Materials and methods

Study population

This retrospective study was approved by our institutional review board, and all patients had previously consented to the use of their medical records for research purposes. DR-CIVAS technique was adopted in March 2016 to treat patients of OVCFs with IVC sign and persistent pain. IVC sign was identified with preprocedural medical imaging as a radiotranslucent band in the vertebral body on digital radiographs and computed tomography (CT), or fluid collection or gas containing signal on magnetic resonance imaging (MRI) [12, 13].

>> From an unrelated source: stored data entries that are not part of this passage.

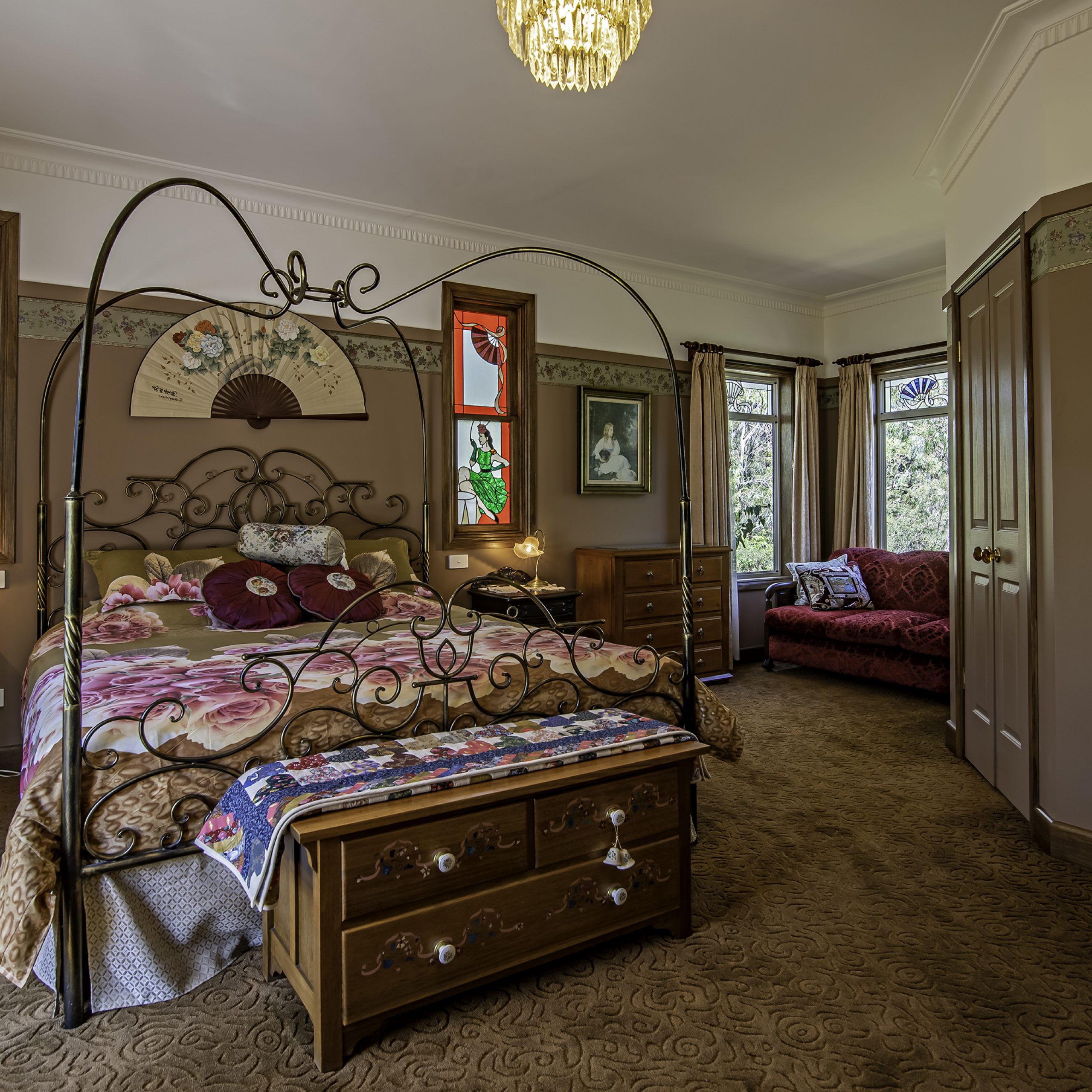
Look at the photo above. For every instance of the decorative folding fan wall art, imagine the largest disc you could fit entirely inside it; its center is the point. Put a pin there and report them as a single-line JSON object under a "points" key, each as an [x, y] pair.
{"points": [[219, 363]]}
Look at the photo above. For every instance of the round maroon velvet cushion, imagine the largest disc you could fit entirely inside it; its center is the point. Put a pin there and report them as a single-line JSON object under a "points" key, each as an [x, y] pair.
{"points": [[250, 595], [327, 590]]}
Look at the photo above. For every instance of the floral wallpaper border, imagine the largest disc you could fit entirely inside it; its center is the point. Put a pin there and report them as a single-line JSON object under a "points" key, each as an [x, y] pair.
{"points": [[53, 320], [1062, 243]]}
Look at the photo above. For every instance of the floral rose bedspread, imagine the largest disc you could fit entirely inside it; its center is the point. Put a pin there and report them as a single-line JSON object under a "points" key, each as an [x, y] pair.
{"points": [[135, 656]]}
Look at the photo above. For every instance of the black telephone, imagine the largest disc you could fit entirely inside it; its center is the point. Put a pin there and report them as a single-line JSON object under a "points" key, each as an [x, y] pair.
{"points": [[509, 574]]}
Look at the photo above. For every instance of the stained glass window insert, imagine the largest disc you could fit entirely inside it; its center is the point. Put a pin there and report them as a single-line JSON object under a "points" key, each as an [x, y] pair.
{"points": [[484, 471], [915, 455], [481, 360], [753, 473]]}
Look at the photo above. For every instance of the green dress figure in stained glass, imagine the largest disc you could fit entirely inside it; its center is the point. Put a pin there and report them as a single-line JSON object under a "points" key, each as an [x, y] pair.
{"points": [[488, 488]]}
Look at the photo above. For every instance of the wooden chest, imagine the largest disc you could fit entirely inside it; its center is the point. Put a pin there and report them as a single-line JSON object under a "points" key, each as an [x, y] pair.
{"points": [[638, 592], [388, 907]]}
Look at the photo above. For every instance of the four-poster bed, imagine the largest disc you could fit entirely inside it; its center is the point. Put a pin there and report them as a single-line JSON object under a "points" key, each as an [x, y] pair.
{"points": [[427, 665]]}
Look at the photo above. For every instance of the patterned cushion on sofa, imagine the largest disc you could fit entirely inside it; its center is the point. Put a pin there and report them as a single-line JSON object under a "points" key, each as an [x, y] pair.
{"points": [[913, 581], [875, 627], [933, 639], [802, 622]]}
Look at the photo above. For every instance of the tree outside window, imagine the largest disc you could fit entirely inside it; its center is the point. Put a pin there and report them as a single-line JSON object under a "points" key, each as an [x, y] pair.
{"points": [[913, 460], [754, 474]]}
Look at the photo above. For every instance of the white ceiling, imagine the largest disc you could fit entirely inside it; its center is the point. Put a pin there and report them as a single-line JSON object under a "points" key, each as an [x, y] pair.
{"points": [[775, 140]]}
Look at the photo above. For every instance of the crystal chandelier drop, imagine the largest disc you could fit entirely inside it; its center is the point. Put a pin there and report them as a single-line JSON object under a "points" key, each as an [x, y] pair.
{"points": [[574, 44]]}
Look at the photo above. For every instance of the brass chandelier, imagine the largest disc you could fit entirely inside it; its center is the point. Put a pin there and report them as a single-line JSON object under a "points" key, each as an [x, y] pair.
{"points": [[574, 44]]}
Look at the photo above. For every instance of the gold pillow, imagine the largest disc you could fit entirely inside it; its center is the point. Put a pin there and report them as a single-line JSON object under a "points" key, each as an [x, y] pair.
{"points": [[398, 549], [110, 564]]}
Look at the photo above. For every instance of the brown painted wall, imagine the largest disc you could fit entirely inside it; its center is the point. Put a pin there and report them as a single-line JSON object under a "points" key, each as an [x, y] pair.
{"points": [[1062, 334], [383, 450]]}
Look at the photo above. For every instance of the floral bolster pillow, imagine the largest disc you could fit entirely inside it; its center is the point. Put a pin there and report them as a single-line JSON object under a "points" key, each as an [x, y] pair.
{"points": [[250, 595], [292, 544], [837, 588], [162, 582]]}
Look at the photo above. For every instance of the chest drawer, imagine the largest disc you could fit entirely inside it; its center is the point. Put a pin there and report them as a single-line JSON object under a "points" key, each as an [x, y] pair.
{"points": [[707, 569], [652, 605], [398, 961], [400, 867], [649, 574], [707, 599], [577, 824]]}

We reviewed the clinical and imaging data of consecutive patients of OVCFs with IVC sign who underwent DR-CIVAS between March 2016 and October 2017 as DR-CIVAS group; the patients treated by the conventional method between March 2015 and October 2016 served as the control group. To simplify the evaluation of post-procedure pain, patients who were treated at more than one level were excluded from the present study. Patients who only showed cement dense filling in the vertebral body without IVC sign on preprocedural medical imaging were also excluded from the present study [14].

Methodology

The patients were routinely followed-up in the outpatient clinic at 1 week, 1 month, 3 months, and 6 months after PVA, or when there was recurrent back pain. If patients did not visit our hospitals for a follow-up appointment, a physician would interview them by telephone to determine whether there was recurrent pain. The missing data at follow-up were not taken into the analysis. Whenever subsequent fractures were suspected, an MRI examination was performed. The subsequent fractures were defined by marrow edema or fluids in the cemented vertebrae on MR imaging.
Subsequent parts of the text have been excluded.